Abstraction lends itself as an interesting metaphor for our current visual landscape, from how we see the world to how we cope with our ever-shifting cultural landscape (issues of identity and politic). Abstraction demands a question, it begs to be interpreted, it is curious, namely, in that the representation is hidden, the intention is open or the investigation is alluring. Abstraction (in this context) is a plastic document.

In looking at the questions asked throughout the history of art, it is impossible to investigate any artwork outside of social context (culture) and history. It becomes interesting to revisit the influence many historically important artists have on art today and their relationship to this investigation of landscape. What connections can be made to the intentions and questions of Matisse, Cezanne and Seurat, among others, in the modernist landscape to these three artists in our contemporary landscape? Has the impetus for documenting changed, are the concerns of the past still pertinent, or has the scope and scale shifted? How can we place contemporary artists within this framework?

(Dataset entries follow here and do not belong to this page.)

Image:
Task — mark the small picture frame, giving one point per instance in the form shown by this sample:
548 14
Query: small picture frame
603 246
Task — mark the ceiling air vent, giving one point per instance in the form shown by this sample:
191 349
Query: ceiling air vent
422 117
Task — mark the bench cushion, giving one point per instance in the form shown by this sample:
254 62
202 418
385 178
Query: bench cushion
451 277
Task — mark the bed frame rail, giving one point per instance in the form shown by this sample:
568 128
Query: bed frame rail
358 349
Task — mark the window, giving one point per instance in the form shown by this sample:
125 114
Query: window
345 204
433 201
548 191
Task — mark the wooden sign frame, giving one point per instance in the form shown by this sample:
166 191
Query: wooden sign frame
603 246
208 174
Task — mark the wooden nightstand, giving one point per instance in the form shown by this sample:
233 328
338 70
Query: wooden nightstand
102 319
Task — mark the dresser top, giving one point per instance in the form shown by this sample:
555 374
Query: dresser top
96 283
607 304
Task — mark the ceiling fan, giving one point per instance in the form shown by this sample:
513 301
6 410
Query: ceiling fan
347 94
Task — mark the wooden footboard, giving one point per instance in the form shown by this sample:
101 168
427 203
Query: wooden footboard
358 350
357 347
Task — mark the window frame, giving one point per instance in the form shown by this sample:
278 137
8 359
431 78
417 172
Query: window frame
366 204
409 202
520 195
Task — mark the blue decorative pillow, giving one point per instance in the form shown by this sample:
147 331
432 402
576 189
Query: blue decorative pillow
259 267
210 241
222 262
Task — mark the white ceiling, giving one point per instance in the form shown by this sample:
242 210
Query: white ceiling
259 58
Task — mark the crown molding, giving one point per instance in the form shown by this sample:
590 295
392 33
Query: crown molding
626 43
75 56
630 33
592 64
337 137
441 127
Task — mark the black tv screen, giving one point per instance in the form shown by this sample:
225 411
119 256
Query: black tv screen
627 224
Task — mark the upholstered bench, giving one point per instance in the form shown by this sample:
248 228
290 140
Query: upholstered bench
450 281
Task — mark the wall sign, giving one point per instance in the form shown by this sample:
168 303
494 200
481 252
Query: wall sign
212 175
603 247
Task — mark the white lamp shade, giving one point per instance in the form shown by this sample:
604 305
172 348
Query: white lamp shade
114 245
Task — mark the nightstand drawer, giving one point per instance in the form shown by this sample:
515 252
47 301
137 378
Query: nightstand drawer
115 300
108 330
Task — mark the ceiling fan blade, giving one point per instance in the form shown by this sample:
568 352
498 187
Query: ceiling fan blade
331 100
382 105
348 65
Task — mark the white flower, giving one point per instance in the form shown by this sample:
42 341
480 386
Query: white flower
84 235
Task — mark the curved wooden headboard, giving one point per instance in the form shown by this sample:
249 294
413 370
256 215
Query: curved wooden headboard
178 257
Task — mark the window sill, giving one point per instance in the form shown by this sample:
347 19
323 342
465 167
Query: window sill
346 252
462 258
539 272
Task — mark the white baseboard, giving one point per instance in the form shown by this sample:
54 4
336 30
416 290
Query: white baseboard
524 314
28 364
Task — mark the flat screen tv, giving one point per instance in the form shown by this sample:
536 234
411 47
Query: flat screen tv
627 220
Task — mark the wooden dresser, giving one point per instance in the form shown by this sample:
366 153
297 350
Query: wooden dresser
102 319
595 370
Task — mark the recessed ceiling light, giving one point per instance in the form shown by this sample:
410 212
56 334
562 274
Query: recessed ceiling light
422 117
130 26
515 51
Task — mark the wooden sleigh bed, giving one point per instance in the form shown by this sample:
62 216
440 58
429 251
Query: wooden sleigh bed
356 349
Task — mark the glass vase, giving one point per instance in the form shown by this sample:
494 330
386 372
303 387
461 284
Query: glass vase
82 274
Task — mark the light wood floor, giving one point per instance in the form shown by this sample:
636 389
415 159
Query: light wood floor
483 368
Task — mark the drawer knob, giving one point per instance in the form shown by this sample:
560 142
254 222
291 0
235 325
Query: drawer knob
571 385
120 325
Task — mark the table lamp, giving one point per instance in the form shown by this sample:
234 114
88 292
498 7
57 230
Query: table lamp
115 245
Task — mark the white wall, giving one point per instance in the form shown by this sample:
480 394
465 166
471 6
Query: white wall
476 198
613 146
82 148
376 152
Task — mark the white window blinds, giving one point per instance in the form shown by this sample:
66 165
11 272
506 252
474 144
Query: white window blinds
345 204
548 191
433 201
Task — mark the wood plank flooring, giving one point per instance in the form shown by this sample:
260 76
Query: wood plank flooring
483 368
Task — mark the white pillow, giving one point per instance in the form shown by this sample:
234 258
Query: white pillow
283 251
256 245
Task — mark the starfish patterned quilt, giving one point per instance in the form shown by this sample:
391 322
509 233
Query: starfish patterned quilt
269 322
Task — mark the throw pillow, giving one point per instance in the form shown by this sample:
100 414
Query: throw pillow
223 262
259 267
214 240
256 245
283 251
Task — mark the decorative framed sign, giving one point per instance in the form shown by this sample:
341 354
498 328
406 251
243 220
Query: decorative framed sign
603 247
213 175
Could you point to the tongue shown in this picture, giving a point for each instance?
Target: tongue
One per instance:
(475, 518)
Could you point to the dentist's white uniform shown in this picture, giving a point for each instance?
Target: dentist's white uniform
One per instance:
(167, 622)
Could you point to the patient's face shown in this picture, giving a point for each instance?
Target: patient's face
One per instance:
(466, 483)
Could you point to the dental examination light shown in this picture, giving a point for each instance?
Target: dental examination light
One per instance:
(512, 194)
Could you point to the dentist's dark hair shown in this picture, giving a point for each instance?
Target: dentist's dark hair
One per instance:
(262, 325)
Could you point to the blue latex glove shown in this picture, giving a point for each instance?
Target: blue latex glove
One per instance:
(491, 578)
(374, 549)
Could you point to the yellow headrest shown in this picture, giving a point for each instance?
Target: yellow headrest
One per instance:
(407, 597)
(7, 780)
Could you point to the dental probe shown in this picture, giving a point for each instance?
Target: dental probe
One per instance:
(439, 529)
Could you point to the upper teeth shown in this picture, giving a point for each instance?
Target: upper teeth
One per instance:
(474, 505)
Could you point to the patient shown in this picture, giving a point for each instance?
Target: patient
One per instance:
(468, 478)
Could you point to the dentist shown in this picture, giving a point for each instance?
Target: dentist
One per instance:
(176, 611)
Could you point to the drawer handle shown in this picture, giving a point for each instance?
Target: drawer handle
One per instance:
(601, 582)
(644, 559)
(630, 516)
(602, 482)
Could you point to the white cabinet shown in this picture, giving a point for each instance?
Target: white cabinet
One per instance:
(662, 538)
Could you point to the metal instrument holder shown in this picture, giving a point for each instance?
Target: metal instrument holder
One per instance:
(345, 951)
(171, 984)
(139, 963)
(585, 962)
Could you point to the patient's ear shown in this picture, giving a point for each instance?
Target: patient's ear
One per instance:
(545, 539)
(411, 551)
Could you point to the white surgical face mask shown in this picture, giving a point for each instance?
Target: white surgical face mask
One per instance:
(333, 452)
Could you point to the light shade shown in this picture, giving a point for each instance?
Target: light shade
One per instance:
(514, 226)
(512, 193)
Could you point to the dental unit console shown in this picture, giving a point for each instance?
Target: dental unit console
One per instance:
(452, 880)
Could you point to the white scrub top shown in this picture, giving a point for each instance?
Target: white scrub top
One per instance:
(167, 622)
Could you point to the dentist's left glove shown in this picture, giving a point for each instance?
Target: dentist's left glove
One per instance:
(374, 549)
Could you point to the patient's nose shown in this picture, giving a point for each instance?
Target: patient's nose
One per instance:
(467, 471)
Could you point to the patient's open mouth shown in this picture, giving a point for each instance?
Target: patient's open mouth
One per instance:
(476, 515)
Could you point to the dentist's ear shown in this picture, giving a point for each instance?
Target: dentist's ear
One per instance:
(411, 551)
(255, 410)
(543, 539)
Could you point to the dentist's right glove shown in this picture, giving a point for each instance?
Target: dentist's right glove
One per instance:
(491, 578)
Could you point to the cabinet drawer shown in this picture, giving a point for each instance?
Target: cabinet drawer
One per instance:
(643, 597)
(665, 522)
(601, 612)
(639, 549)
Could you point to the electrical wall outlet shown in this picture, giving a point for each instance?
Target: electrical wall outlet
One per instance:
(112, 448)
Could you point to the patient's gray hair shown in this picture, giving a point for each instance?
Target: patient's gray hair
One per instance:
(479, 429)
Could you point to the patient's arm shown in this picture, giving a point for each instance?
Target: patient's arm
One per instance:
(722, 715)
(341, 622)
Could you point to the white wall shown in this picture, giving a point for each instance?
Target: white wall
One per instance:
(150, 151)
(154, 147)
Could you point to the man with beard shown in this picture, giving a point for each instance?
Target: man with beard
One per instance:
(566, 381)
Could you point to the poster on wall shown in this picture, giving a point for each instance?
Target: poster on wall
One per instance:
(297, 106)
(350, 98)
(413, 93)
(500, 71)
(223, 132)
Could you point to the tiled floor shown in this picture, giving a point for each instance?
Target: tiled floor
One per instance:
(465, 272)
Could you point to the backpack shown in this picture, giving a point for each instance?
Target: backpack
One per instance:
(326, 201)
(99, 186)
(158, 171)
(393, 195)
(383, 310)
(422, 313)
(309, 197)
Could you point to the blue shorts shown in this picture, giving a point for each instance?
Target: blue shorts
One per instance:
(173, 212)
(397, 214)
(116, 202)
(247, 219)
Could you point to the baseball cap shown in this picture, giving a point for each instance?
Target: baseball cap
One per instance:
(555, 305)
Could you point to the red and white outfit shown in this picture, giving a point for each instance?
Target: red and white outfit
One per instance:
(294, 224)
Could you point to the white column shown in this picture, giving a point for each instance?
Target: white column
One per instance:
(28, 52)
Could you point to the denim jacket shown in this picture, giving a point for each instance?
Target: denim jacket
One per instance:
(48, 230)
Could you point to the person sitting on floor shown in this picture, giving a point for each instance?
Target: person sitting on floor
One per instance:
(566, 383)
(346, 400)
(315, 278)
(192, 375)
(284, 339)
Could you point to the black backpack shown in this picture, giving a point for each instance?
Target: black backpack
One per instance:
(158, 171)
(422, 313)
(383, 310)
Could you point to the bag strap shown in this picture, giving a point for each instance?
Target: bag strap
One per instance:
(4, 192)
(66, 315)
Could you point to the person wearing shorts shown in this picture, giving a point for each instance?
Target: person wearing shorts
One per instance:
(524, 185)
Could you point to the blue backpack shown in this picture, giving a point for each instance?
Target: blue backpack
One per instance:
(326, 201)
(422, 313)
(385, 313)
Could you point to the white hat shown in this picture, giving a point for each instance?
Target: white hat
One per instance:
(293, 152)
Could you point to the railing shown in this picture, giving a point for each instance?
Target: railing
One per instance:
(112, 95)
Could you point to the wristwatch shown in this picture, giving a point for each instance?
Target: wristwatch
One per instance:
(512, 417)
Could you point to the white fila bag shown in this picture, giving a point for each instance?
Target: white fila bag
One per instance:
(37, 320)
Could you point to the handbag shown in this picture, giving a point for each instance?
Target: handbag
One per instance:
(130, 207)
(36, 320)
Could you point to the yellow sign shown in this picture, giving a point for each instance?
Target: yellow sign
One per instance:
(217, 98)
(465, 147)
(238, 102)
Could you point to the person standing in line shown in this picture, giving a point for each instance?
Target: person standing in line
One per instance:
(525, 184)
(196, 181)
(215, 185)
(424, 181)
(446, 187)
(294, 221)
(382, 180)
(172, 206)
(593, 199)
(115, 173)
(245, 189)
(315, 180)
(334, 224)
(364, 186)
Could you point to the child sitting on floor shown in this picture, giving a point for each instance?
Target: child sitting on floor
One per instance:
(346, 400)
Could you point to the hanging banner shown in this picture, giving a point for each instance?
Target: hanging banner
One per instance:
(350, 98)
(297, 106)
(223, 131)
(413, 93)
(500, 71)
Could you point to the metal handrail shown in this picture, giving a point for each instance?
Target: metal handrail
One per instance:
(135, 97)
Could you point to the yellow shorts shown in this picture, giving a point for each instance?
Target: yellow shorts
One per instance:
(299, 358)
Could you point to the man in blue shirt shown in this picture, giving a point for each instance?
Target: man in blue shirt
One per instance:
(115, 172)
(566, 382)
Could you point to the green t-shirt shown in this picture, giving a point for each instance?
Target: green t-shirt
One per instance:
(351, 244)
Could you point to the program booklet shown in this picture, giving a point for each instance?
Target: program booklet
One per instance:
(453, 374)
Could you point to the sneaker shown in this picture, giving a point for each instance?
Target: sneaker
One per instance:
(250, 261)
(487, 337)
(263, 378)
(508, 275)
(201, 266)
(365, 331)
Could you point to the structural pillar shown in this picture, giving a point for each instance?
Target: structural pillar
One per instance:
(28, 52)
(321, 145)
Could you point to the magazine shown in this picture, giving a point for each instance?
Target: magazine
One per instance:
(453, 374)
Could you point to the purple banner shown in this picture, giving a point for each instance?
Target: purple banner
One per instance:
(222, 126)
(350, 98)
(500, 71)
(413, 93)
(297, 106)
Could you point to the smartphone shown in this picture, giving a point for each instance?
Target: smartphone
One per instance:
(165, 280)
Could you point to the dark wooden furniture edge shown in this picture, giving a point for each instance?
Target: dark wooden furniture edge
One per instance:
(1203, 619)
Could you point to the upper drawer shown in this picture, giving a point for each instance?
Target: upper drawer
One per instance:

Anthony Vega explores abstraction through image, metaphor and color. The intention of the work is to challenge our relationship to expectation and narrative, socially through layering, color, pattern and image. This is from a similar position to Henri Matisse and Pablo Picasso whose rich exploration of self, culture and inquiry led to a challenging of expectation and an invitation to question.

Paul Fabozzi also plays with nature, observation, and documentation. Fabozzi’s surfaces offer an exploration of contemporary place, time, and spatiality, both inside the mechanism of society and within the experience of the individual.

Seonglan Kim Boyce uses nature, observation and documentation as the catalyst for her work. The geometric forms, composition and color play on a contemporary visual investigation of self, nature and space. This is not unlike the intentions of Paul Cezanne or Georges Seurat whom obsessively investigated visual experience and the means for documenting within their culture.